As described above, in an asymmetric encryption algorithm, there are two keys involved, a public key and a private key. Although this is very secure, and is directly used in some cases, such as in email encryption scenarios, it’s relatively slow and resource intensive.

Thus, for bulk encryption and/or for resource-constrained devices, something different is done; this includes the case of transport-layer security (TLS), which is used for secure web communication (HTTPS) and other secured protocols. In those situations, asymmetric encryption is used to protect a negotiated symmetric encryption key for bulk encryption and decryption. That symmetric key is rotated on a regular basis as part of TLS.

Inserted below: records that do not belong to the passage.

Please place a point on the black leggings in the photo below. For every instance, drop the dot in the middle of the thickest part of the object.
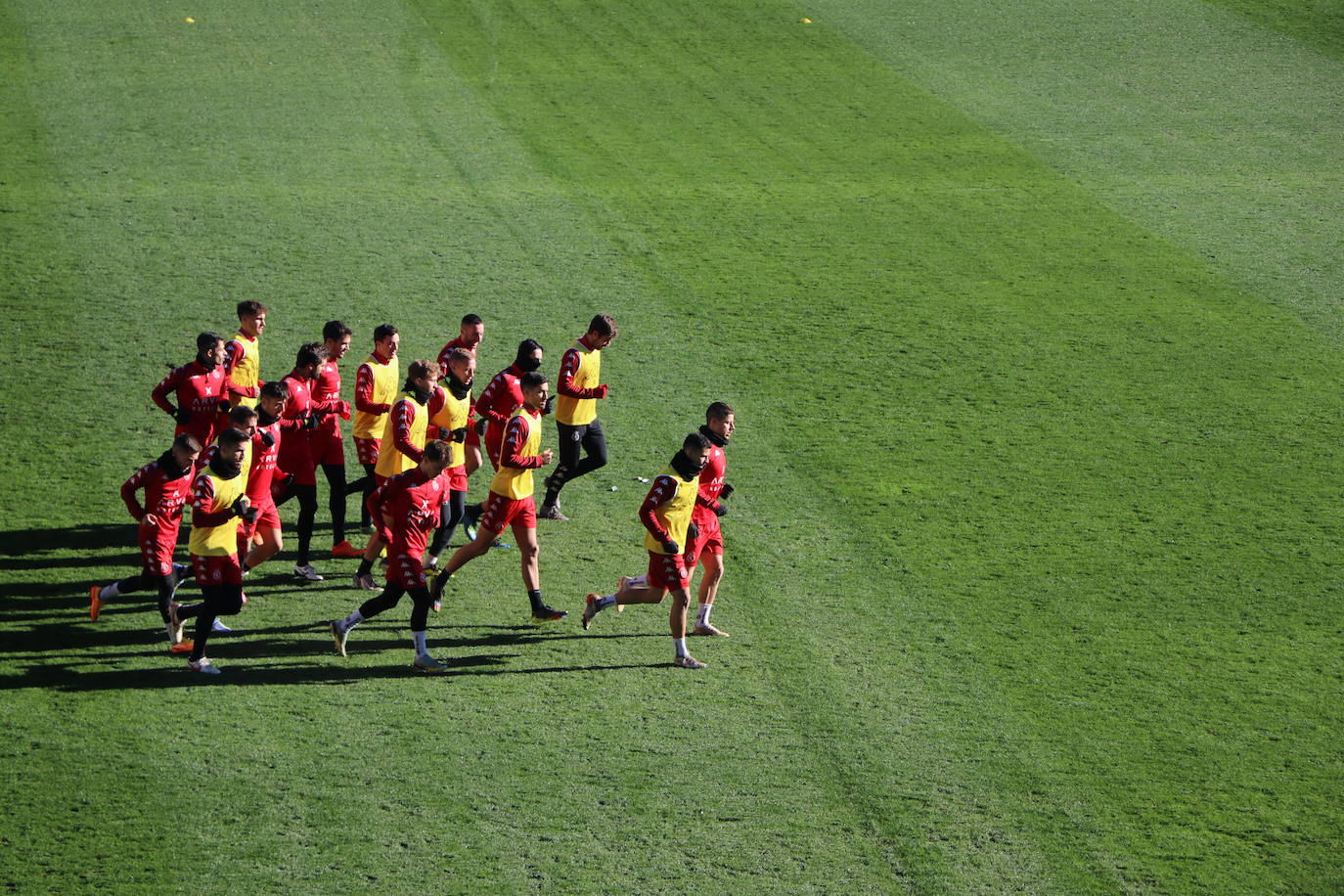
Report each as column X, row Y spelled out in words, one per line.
column 336, row 499
column 391, row 596
column 455, row 508
column 162, row 583
column 221, row 601
column 588, row 439
column 306, row 496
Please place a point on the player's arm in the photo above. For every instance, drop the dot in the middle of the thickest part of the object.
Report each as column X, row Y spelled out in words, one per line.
column 203, row 501
column 661, row 492
column 128, row 490
column 515, row 437
column 403, row 414
column 489, row 395
column 564, row 384
column 365, row 391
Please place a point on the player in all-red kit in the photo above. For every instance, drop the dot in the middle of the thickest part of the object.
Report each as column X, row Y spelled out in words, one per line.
column 707, row 547
column 295, row 453
column 511, row 497
column 327, row 441
column 470, row 335
column 200, row 388
column 376, row 389
column 578, row 389
column 243, row 355
column 408, row 511
column 167, row 482
column 665, row 515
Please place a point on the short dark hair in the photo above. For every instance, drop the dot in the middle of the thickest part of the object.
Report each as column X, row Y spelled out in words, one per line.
column 695, row 441
column 718, row 411
column 603, row 326
column 274, row 388
column 241, row 414
column 309, row 353
column 233, row 437
column 437, row 450
column 335, row 331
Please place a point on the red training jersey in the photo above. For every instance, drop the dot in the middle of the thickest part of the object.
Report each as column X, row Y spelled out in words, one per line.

The symmetric key negotiation includes deciding on an encryption algorithm and an encryption key length as well as a data integrity (message authentication code, or MAC) algorithm. This is shown in mentions of things like “DHE-PSK (forward secrecy)” and “AES GCM”. For the purposes of this topic, these are not particularly important details. There is published guidance around recommended IoT device configuration at Azure IoT Hub TLS support | Microsoft Learn, and an implementer is advised to follow the documented best practices.

Digital signatures

One use of asymmetric encryption mentioned above that hasn’t been explained before is the concept of digital signatures. Digital signatures allow for ensuring content (which may be encrypted or unencrypted) has not been altered in transit.

A digital signature is created by hashing the document, then encrypting the hash with the private key of the issuer. Because the public key is shared, this allows anyone to verify the document has not been changed. These diagrams illustrate this:

Document signing

flowchart TD
    h[Hash document contents] --> e[Encrypt hash with private key to get signature]
    e --> w[Write signature to document metadata]

Signature validation

flowchart TD
    rd[Read document with metadata] --> h[Hash document contents]
    h --> rs[Read signature from document metadata]
    rs --> d[Decrypt hash with public key]
    d --> c[Compare computed hash with supplied hash]
    c --> m{Do they match?}
    m -->|Yes| v[Document is unaltered]
    m -->|No| i[Document has been altered]

---

footnote 1: This is deliberately avoiding a discussion of so-called “cross-signing”, which adds a layer of complexity to this discussion that is not necessary for our purposes.

footnote 2: Again, ignoring “cross-signed certificates”.